Dosing adjustment in renal impairment:
Oral: Enalapril:
Clcr 30-80 mL/minute: Administer 5 mg/day titrated upwards to maximum of 40 mg.
Clcr <30 mL/minute: Administer 2.5 mg day; titrated upward until blood pressure is controlled.
For heart failure patients with sodium <130 mEq/L or serum creatinine >1.6 mg/dL, initiate dosage with 2.5 mg/day, increasing to twice daily as needed. Increase further in increments of 2.5 mg/dose at >4-day intervals to a maximum daily dose of 40 mg.
I.V.: Enalaprilat:
Clcr >30 mL/minute: Initiate with 1.25 mg every 6 hours and increase dose based on response.

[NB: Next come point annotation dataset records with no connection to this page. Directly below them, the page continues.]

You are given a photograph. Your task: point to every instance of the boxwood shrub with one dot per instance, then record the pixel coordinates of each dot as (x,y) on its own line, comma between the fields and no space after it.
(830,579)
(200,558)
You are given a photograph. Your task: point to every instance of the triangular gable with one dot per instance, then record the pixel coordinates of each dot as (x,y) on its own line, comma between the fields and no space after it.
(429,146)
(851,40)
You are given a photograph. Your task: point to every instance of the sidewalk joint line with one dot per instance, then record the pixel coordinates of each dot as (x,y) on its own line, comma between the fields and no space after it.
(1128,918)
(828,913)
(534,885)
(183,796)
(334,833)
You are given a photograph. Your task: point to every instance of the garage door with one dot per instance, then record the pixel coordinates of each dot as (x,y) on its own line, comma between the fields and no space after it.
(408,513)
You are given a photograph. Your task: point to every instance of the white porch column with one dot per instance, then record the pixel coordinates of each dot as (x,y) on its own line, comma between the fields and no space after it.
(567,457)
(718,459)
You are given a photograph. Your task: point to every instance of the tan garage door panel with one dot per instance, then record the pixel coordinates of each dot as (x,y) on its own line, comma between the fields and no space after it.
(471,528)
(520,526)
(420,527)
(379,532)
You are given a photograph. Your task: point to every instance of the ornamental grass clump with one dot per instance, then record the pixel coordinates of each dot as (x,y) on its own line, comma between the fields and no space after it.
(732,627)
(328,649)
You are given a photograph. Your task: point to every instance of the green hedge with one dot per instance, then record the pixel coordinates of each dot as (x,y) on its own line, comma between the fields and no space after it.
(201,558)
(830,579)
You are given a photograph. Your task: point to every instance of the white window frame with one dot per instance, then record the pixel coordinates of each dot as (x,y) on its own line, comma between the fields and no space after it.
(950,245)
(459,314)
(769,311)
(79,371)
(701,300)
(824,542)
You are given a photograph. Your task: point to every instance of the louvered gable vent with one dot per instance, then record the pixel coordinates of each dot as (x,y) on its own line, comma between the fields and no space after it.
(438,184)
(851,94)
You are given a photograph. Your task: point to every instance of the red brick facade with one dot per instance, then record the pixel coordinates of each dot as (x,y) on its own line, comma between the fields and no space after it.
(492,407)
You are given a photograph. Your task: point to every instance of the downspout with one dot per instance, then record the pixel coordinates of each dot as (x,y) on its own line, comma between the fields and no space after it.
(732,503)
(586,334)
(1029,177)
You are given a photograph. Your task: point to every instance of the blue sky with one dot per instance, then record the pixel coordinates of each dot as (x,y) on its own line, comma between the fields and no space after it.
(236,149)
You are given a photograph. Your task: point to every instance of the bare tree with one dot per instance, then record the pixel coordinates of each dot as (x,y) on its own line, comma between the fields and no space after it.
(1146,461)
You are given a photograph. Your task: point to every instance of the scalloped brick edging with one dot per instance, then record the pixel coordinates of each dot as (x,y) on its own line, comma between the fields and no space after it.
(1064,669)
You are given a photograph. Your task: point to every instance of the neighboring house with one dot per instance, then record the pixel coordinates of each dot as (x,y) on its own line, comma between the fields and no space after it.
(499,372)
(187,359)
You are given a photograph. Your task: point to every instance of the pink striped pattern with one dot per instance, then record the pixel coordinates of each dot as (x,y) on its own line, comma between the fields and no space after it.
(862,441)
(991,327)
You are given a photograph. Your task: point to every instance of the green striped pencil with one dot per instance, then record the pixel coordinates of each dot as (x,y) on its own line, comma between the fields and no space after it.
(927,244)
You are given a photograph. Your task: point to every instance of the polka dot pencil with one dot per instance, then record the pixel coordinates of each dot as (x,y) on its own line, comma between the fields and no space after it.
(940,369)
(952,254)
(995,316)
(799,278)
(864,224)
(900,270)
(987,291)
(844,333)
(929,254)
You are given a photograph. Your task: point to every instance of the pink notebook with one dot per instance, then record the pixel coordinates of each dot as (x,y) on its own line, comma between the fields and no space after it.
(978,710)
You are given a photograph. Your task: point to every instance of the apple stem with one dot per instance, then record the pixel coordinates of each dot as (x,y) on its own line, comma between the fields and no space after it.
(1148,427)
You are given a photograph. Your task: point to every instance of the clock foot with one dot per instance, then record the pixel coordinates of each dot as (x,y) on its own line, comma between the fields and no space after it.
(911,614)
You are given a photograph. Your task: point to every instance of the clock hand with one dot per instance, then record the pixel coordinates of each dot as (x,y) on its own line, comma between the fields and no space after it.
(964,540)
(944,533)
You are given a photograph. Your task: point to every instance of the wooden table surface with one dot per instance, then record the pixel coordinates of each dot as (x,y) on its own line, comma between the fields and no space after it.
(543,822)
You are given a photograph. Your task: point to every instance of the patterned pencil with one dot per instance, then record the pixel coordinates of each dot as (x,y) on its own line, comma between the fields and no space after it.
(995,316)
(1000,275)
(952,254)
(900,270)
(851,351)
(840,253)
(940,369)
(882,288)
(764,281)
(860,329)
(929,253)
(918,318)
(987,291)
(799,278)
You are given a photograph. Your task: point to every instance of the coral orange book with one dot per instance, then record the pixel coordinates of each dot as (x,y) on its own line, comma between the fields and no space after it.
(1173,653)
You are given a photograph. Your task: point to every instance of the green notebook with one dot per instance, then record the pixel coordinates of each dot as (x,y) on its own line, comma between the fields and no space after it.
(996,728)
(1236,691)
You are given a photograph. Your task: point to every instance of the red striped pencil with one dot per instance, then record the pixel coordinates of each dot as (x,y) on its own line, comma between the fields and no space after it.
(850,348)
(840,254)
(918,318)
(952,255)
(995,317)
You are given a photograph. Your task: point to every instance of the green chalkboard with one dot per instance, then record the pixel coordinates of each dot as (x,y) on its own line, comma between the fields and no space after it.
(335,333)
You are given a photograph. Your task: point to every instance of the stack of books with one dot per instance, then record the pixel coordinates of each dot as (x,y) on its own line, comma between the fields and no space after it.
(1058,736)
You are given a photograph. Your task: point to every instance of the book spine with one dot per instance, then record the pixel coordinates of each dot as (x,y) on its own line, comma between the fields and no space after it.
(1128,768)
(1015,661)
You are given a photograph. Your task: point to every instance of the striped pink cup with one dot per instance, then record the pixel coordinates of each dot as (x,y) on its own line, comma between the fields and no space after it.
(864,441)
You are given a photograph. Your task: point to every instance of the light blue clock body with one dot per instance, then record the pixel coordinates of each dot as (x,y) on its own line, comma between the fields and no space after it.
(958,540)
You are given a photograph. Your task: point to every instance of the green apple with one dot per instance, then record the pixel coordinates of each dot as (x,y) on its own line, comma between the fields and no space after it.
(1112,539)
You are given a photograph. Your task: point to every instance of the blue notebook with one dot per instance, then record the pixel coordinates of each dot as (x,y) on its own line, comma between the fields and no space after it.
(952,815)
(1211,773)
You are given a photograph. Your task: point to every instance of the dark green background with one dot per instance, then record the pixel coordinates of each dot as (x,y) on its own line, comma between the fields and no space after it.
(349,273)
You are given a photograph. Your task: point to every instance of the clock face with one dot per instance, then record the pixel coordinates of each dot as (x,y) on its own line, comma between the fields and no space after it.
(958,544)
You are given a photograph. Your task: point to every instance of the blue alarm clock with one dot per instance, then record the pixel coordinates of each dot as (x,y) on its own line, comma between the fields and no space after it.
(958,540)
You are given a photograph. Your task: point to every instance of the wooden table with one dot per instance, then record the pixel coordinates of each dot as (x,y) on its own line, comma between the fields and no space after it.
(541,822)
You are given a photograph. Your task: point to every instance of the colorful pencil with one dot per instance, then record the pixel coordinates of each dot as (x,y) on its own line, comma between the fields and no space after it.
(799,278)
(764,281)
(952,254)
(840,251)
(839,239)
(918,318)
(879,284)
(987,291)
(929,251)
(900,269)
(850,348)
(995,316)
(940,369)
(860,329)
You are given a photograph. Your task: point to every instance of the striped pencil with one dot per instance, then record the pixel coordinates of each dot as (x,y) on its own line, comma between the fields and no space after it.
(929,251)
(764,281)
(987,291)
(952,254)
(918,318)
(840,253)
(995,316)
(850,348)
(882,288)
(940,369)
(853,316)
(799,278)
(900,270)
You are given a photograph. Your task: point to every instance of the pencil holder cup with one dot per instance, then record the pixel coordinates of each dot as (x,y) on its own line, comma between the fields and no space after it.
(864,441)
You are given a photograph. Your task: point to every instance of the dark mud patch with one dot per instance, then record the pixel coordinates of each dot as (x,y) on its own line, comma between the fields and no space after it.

Clcr <30 mL/minute: Initiate with 0.625 mg every 6 hours and increase dose based on response.
Hemodialysis: Moderately dialyzable (20% to 50%); administer dose postdialysis (eg, 0.625 mg I.V. every 6 hours) or administer 20% to 25% supplemental dose following dialysis; Clearance: 62 mL/minute.
Peritoneal dialysis: Supplemental dose is not necessary, although some removal of drug occurs.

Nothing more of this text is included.